Happy Thanksgiving!! The day has finally arrived, and this Italian sausage & fennel stuffing will be the star of the table!
I’m going to keep this post short and sweet, because there is a ton of cooking to get going! We are hosting Thanksgiving here, and that means I will be cooking non-stop starting in about 5 minutes. I’ll be making this turkey & cranberry sauce, this mac & cheese, this persimmon salad, these cornbread muffins, this pumpkin cake, and lots more!
And, of course we cannot forget about the stuffing. This one is so simple and absolutely delicious. It’s full of caramelized vegetables, italian sausage, sage, crusty bread, and toasted pistachios. Baked until golden brown. Serve it with lots of gravy (and, it makes a really good leftover dish with a poached egg on top).
I want to wish everyone a wonderful Thanksgiving Day. I hope you enjoy the time with your family and loved ones around the table. Sharing food is one of the simplest pleasures in life, and I am so glad this day is all about being thankful and sharing a wonderful celebration with each other.
- 1 lb crusty bread, cut into ¾” cubes
- 1 ½ cups chicken (or turkey) stock
- 2 tbsp butter
- 1 lb bulk Italian sausage
- 6 tbsp butter
- 1 onion
- 1 fennel bulb
- 1 leek
- salt and freshly cracked black pepper, as needed
- ¼ cup julienned sage, loosely packed
- 2.5 oz dried apricots, chopped
- 1 ½ oz toasted pistachios, chopped
- Preheat the oven to 300F. Spread the bread cubes out onto a sheet pan. Bake the bread for 10 minutes. Transfer the bread to a large bowl and pour in the chicken stock, making sure to coat every inch. Let soak for about 30 minutes to soften.

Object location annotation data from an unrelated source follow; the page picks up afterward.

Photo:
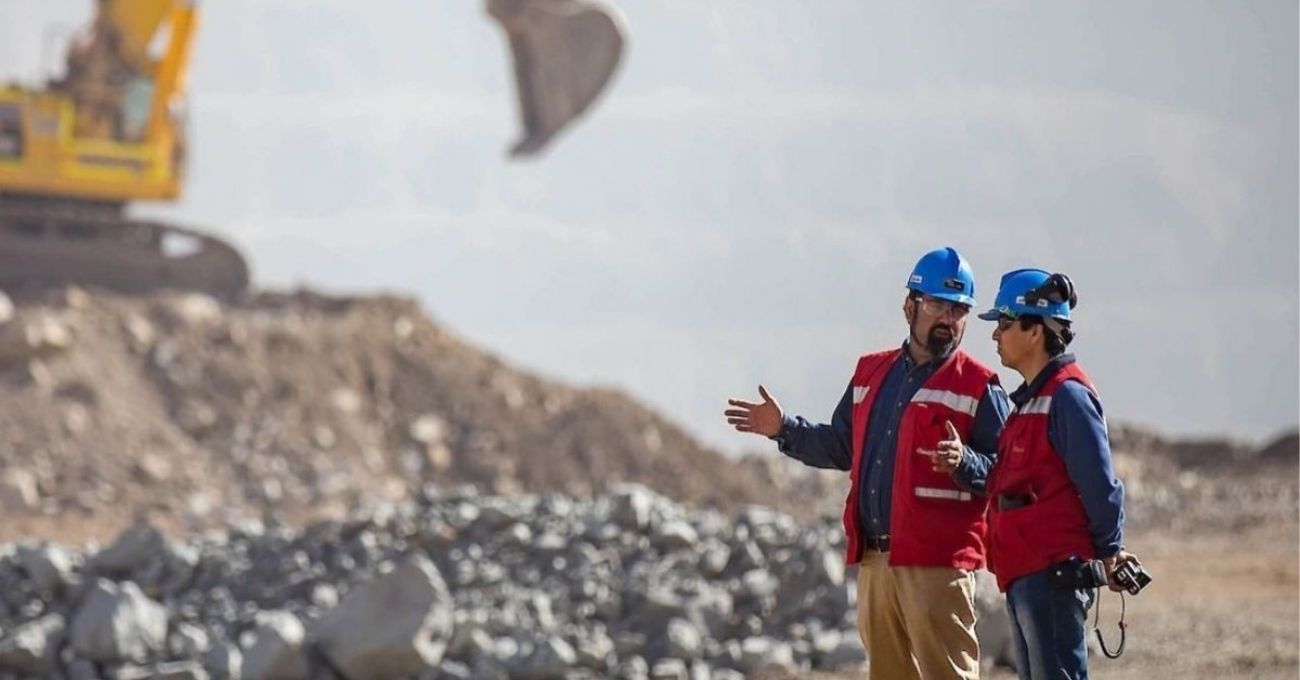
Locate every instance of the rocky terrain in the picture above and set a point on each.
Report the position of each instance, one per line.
(183, 410)
(291, 449)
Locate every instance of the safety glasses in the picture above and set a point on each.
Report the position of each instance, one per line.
(936, 307)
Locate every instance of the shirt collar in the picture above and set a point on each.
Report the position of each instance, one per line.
(909, 362)
(1026, 392)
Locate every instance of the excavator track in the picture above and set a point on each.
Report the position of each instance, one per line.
(46, 243)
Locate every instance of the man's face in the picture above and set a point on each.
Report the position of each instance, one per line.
(936, 324)
(1014, 343)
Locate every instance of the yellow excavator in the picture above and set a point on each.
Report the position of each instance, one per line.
(111, 130)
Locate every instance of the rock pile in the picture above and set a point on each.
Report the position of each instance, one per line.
(454, 585)
(195, 412)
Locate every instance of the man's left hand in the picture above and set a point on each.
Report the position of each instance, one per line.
(950, 450)
(1114, 561)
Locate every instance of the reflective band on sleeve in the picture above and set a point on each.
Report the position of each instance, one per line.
(952, 494)
(1036, 406)
(957, 402)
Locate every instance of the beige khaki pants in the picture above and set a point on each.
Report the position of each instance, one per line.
(918, 623)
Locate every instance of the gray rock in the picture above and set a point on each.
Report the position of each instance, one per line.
(551, 659)
(766, 654)
(394, 626)
(631, 506)
(82, 670)
(670, 668)
(26, 648)
(277, 652)
(224, 662)
(50, 566)
(832, 649)
(183, 670)
(684, 640)
(117, 623)
(187, 641)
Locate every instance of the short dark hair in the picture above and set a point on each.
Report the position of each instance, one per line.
(1056, 342)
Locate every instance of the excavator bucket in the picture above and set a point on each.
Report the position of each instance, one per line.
(564, 53)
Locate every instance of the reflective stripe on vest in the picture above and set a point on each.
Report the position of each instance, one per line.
(1036, 406)
(952, 494)
(957, 402)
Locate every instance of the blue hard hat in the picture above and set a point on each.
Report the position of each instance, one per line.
(945, 274)
(1025, 291)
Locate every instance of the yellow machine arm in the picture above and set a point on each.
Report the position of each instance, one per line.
(112, 131)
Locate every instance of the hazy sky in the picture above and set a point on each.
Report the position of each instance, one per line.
(746, 202)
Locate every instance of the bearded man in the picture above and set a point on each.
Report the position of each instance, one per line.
(914, 518)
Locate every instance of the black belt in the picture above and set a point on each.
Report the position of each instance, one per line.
(875, 544)
(1014, 501)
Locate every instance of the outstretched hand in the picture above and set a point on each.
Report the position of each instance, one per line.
(762, 418)
(950, 450)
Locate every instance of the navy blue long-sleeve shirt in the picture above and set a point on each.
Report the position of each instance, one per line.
(1077, 429)
(831, 445)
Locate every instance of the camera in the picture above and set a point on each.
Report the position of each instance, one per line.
(1131, 576)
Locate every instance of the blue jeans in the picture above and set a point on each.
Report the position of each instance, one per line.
(1048, 628)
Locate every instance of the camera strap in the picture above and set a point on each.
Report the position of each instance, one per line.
(1096, 627)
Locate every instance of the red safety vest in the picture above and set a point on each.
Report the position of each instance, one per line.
(1053, 525)
(932, 522)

- Meanwhile, in a large sauté pan, melt the butter over medium-high heat. Add the sausage and use a wooden spoon to break it into smaller pieces. Let the sausage cook until browned and caramelized, about 6 minutes.
- Peel and dice the onion into ½” pieces. Cut the end and stem off of the fennel bulb. Slice the fennel in half, discard the core, and dice into ½” pieces. Cut the end and dark green section off of the leek. Dice the leek into ½” pieces. (Leeks contain a lot of dirt, so make sure to wash well.)
- Use a slotted spoon to transfer the sausage to the bread bowl, leaving the drippings behind. In the same pan, add the remaining butter and let melt. Add the onion, fennel, and leek. Season with a generous amount of salt and freshly cracked black pepper. Add the sage. Let sauté until caramelized, about 8-10 minutes. Add the dried apricots and cook for another 2 minutes. Add the vegetable mixture and toasted pistachios to the bread bowl. Stir everything together. Raise the oven to 350F. Grease a 9x12” baking dish with a coating of oil. Pour the stuffing mixture into the baking dish, spreading it out into an even layer. Bake for about 30 minutes until golden brown.